Eine speziell für die Ausstellung entwickelte 3-D-Präsentation zeigt die fortlaufende Veränderung in Goethes Wohnhaus zu dessen Lebzeiten. Goethe nahm Umbaumaßnahmen vor, arrangierte seine stets wachsende Sammlung immer wieder neu und veränderte Wandfarben. Mittels einer realitätsnahen Darstellung der Materialqualitäten in der Präsentation kann der Besucher sehr anschaulich die fortwährende gestalterische Bewegung in Goethes Wohnhaus nachempfinden.

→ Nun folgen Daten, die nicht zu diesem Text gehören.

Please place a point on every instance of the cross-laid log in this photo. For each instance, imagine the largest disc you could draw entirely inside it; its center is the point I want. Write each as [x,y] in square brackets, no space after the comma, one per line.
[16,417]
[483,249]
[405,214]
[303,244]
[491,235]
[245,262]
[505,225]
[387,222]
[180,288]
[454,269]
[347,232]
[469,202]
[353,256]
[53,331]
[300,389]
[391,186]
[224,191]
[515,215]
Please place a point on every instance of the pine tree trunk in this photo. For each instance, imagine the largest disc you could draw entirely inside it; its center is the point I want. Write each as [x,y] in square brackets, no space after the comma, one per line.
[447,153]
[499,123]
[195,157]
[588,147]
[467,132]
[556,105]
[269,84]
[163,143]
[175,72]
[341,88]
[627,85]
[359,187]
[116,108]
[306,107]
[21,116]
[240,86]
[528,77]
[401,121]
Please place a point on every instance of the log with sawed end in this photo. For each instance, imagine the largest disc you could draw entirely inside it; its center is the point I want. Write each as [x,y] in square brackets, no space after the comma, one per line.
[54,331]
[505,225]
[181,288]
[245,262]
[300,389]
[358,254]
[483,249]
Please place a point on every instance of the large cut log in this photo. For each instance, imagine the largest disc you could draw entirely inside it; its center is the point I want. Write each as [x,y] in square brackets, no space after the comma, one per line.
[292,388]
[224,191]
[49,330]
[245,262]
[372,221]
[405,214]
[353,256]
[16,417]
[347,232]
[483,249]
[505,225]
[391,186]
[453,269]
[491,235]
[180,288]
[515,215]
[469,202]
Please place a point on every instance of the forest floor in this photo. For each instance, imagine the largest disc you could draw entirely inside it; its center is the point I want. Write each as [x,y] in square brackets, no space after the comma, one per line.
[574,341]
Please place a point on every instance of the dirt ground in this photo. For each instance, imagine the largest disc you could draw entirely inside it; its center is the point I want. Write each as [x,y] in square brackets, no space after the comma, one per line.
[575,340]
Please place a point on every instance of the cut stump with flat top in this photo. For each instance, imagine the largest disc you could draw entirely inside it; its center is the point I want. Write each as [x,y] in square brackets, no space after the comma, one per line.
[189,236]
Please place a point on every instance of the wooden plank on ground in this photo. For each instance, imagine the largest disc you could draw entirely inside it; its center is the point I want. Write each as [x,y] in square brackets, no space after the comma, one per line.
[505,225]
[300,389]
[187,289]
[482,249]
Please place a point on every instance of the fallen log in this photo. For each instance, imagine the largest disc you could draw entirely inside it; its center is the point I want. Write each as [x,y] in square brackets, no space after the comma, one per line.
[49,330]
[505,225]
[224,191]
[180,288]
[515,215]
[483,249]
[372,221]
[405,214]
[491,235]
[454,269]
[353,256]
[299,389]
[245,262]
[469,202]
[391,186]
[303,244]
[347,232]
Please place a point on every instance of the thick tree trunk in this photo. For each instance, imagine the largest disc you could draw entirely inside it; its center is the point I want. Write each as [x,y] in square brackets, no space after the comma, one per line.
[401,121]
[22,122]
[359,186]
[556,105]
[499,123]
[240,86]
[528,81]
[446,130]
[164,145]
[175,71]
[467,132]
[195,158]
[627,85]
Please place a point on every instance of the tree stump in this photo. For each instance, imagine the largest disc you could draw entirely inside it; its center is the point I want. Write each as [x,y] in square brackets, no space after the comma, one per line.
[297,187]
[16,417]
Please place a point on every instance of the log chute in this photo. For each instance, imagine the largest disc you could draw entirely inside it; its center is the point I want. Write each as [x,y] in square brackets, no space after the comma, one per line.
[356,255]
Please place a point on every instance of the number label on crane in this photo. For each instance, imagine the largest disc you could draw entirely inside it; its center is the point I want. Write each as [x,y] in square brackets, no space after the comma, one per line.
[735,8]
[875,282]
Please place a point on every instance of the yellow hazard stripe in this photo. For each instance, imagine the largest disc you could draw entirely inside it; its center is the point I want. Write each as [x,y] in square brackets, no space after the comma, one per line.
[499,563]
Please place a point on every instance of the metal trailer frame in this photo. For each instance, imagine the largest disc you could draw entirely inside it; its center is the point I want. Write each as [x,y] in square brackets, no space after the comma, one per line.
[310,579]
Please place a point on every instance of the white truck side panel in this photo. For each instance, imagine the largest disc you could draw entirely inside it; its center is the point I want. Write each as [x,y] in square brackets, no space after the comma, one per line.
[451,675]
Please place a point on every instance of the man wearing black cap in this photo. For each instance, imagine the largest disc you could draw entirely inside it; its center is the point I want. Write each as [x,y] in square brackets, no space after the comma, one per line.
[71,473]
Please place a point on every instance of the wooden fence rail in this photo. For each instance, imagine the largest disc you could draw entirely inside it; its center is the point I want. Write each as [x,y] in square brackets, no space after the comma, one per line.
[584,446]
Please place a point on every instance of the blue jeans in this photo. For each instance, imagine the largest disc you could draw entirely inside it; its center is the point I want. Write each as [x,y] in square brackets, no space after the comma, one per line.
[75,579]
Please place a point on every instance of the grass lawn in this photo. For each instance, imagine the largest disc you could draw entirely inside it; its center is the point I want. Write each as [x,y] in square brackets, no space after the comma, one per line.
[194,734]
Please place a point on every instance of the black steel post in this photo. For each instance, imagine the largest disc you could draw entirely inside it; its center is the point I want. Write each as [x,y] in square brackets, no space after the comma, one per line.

Wie Goethes Modell der vier Seelenvermögen zeigt, wies er der Sinnlichkeit die Farbe Grün zu und nutzte sie für sein Arbeitszimmer. Auch sein Freund Schiller entschied sich auf Anraten Goethes für die Wandfarbe Grün in seiner Studierstube. Daher spielt in der Ausstellungsgestaltung Grün eine wichtige Rolle. »Was für eine Körperhaltung nehme ich ein, wenn ich schreibe? Welche Farbe hat die Tapete und was macht es mit mir, wenn sie grün ist? Würde ich anders schreiben, wenn sie rot wäre? – All das sind elementare Momente dieser Kultur des Sinnlichen, die uns interessieren.«, so Christiane Holm.